Fortunately, precise numbers are not necessary. What is crucial is the relative size of the numbers, which will suggest where the greatest attention needs to be given in order to achieve the best possible performance.
Field: The smallest unit of named application data recognized by system software, such as a programming language or database management system.
A field corresponds to a simple attribute from the logical data model, so a field represents each component of a composite attribute.
Data Type: A detailed coding scheme recognized by system software, such as a DBMS, for representing organizational data.
Selecting a data type involves four objectives that will have different relative importance for different applications.
A field with a limited number of possible values can be translated into a code that requires less space. By creating a code or translation table for the product Finish field (with possible values Birth, Maple, and Oak), each Finish field value can be replaced by a code, a cross-reference to the look-up table, similar to a foreign key. (Note that the code table would not appear in the conceptual or logical model; the code table is a physical construct to achieve data processing performance improvements, not a set of data with business value.)
A form of a code table is used by data compression techniques, such as file zip routines. Also related to data compression techniques are encryption techniques.

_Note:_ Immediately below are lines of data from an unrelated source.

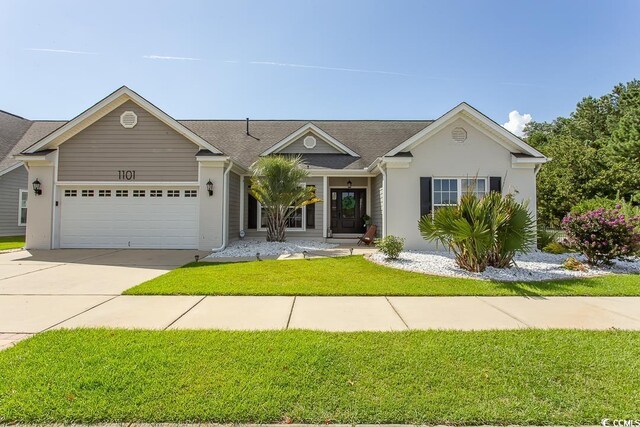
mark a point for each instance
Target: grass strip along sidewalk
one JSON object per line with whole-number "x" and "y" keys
{"x": 433, "y": 377}
{"x": 355, "y": 275}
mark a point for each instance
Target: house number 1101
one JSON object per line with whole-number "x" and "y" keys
{"x": 126, "y": 175}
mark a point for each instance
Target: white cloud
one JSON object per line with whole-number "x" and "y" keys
{"x": 73, "y": 52}
{"x": 320, "y": 67}
{"x": 517, "y": 122}
{"x": 171, "y": 58}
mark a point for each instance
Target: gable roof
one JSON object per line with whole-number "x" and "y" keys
{"x": 35, "y": 131}
{"x": 103, "y": 107}
{"x": 370, "y": 139}
{"x": 310, "y": 127}
{"x": 467, "y": 111}
{"x": 360, "y": 143}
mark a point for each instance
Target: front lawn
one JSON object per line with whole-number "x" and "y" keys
{"x": 11, "y": 242}
{"x": 429, "y": 377}
{"x": 356, "y": 276}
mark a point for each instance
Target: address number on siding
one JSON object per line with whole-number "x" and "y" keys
{"x": 126, "y": 175}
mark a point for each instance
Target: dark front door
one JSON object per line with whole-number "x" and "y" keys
{"x": 347, "y": 208}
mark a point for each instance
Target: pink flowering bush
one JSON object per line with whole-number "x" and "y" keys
{"x": 603, "y": 234}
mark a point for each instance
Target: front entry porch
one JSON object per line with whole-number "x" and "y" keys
{"x": 348, "y": 209}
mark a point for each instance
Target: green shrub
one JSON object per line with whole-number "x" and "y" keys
{"x": 555, "y": 248}
{"x": 573, "y": 264}
{"x": 603, "y": 235}
{"x": 482, "y": 232}
{"x": 545, "y": 237}
{"x": 390, "y": 246}
{"x": 628, "y": 209}
{"x": 593, "y": 204}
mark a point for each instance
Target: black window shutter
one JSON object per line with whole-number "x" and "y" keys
{"x": 253, "y": 213}
{"x": 425, "y": 196}
{"x": 311, "y": 211}
{"x": 495, "y": 184}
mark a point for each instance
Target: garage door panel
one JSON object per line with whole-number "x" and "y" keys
{"x": 129, "y": 222}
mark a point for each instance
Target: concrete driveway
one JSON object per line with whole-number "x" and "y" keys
{"x": 40, "y": 289}
{"x": 81, "y": 288}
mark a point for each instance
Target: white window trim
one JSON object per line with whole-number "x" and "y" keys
{"x": 459, "y": 191}
{"x": 304, "y": 216}
{"x": 304, "y": 220}
{"x": 20, "y": 193}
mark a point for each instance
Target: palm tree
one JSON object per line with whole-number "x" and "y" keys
{"x": 482, "y": 232}
{"x": 276, "y": 184}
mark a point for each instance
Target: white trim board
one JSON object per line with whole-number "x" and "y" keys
{"x": 310, "y": 127}
{"x": 107, "y": 105}
{"x": 10, "y": 169}
{"x": 125, "y": 184}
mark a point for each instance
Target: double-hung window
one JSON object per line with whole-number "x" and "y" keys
{"x": 22, "y": 207}
{"x": 448, "y": 191}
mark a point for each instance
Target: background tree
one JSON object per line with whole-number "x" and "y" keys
{"x": 276, "y": 183}
{"x": 595, "y": 152}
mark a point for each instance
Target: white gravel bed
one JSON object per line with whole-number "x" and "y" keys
{"x": 531, "y": 267}
{"x": 249, "y": 248}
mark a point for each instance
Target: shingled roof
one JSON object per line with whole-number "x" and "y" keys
{"x": 12, "y": 128}
{"x": 369, "y": 138}
{"x": 32, "y": 131}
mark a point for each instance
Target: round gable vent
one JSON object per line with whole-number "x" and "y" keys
{"x": 459, "y": 135}
{"x": 128, "y": 119}
{"x": 310, "y": 142}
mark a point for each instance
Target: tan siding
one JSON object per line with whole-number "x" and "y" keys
{"x": 234, "y": 206}
{"x": 155, "y": 151}
{"x": 376, "y": 202}
{"x": 309, "y": 233}
{"x": 343, "y": 182}
{"x": 297, "y": 146}
{"x": 10, "y": 185}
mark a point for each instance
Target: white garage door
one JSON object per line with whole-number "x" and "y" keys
{"x": 162, "y": 218}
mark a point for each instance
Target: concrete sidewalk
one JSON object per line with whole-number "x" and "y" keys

For many DBMA, data integrity controls (i.e. controls on the possible value a field can assume) can be built into the physical structure of the fields and controls enforced by the DBMS on those fields. The data type enforces one type of data integrity control since it limits the type of data and length of a field value. Some other integrity controls that a DBMS might support are:
Default Value--the value a field will assume unless a user enters an explicit value for an instance of that field. (Assigning a default value can (1) reduce data entry time, and (2) reduce data entry errors.)
Range control--to limit the set of permissible values a field may assume. (Range controls should be used with caution. Also, it is better to implement any range controls through the DBMS rather than through a program--since range controls in programs may be inconsistently enforced and are difficult to maintain.)
Null value control--each primary key must have an integrity control that prohibits a null value. (Any other required field may also have a null value control placed on it if it is the policy of the organization.)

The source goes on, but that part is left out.